The scarab has a diagonally placed mirror on both sides, such that if the laser strikes it, the Scarab will deflect the laser 90° clockwise or counterclockwise depending on the scarab's orientation and that laser's initial direct. Because of its two mirrors, the scarab does not absorb the laser beam from any direction, and therefore it cannot be removed.

Red and Silver Pyramids

The pyramid is halfway between the Anubis and the scarab. It has only one diagonally placed mirror, which faces two cardinal directions. Like either mirror on the scarab, the mirror deflects beams either a quarter turn clockwise or counterclockwise.   The other two faces of the pyramid absorb the laser, and if this happens, the pyramid is removed from the game.

There is one more piece, which was sold as an expansion, called The Eye of Horus. The eye is a prism which splits the laser beam into two. With the Eye of Horus it's possible for more than one piece to be hit by the laser in the same turn.  In the case were both pharaohs are hit on the same turn, the game is a draw.

The Sphinx Being Fired

The movement of the pieces is relatively simple. The Sphinx is the laser source; its only move is to toggle between one of two possible orientations. The Sphinx never changes the square upon which it occupies, and it can never be taken or removed from the game.

The pyramid, Anubis, and Sphinx all have the same moveset. They can move from their current Square to any of the up to eight adjacent squares, or they can rotate 90 degrees, but not both.

The Scarab can also move like the other pieces, but it may also switch places with an Anubis or pyramid instead. If it switches places neither of the pieces changes its orientation. A scarab can switch places with pieces from either side.

Predicting the consequences of a move can be difficult, especially if a laser reflects off of many mirror pieces. Moving or rotating a piece on one corner of the board can radically change the outcome on the far corner. A related defensive challenge is accounting for two possible laser paths as the sphinx, the beam source, can be rotated.

The instructions that come with the game also suggest 3 starting board states, as opposed to one. The three setups that were provided were obviously well thought out, but it makes me wonder how many other comparably good ones are out there, in case anyone wanted to write support material.
Orientation matters, especially for pieces like the scarab, in which orientation determines deflection, and the pyramid, for which it determines both deflection and vulnerability.

Recommended Starting Board

One neat twist that it is possible to capture one of your own pieces or even to lose the game on your own turn. I'm still trying to work out the heuristics in which removing one of your own pieces is an improvement in your board state, other than when your piece is diverting a laser to your phahroh.

Another clever property of this game is that there's no possibility of rendering your pharaoh untouchable from all angles. Even if both players only have their pharaohs and their two scarabs remaining, vulnerable from one side. Furthermore, regardless of the number of pieces remaining just one face will always be open to attack.

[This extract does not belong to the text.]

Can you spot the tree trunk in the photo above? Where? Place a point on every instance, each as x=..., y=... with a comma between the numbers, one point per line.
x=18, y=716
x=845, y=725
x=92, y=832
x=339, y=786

Potential for artificial intelligence
The online mobile version of the game, had an artificial intelligence to play against at multiple levels. Even though the game does not involve capturing in the classical sense, the alpha-beta agorithm should be able to produce some sort of intelligent play, assuming that orientation doesn't complicate things too much.

Although the mobile game is no longer available, there are closely related puzzles available in the game RayTrace.

Establishing the relative and positional value of pieces has an additional complication: the two-mirror scarab pieces are invincible. There's no point to estimating the value of such a piece relative to its removal because removal is impossible.

Final word

I would recommend this game as a gateway to other chesslike games. The laser has that immediate appeal that an abstract game often lacks.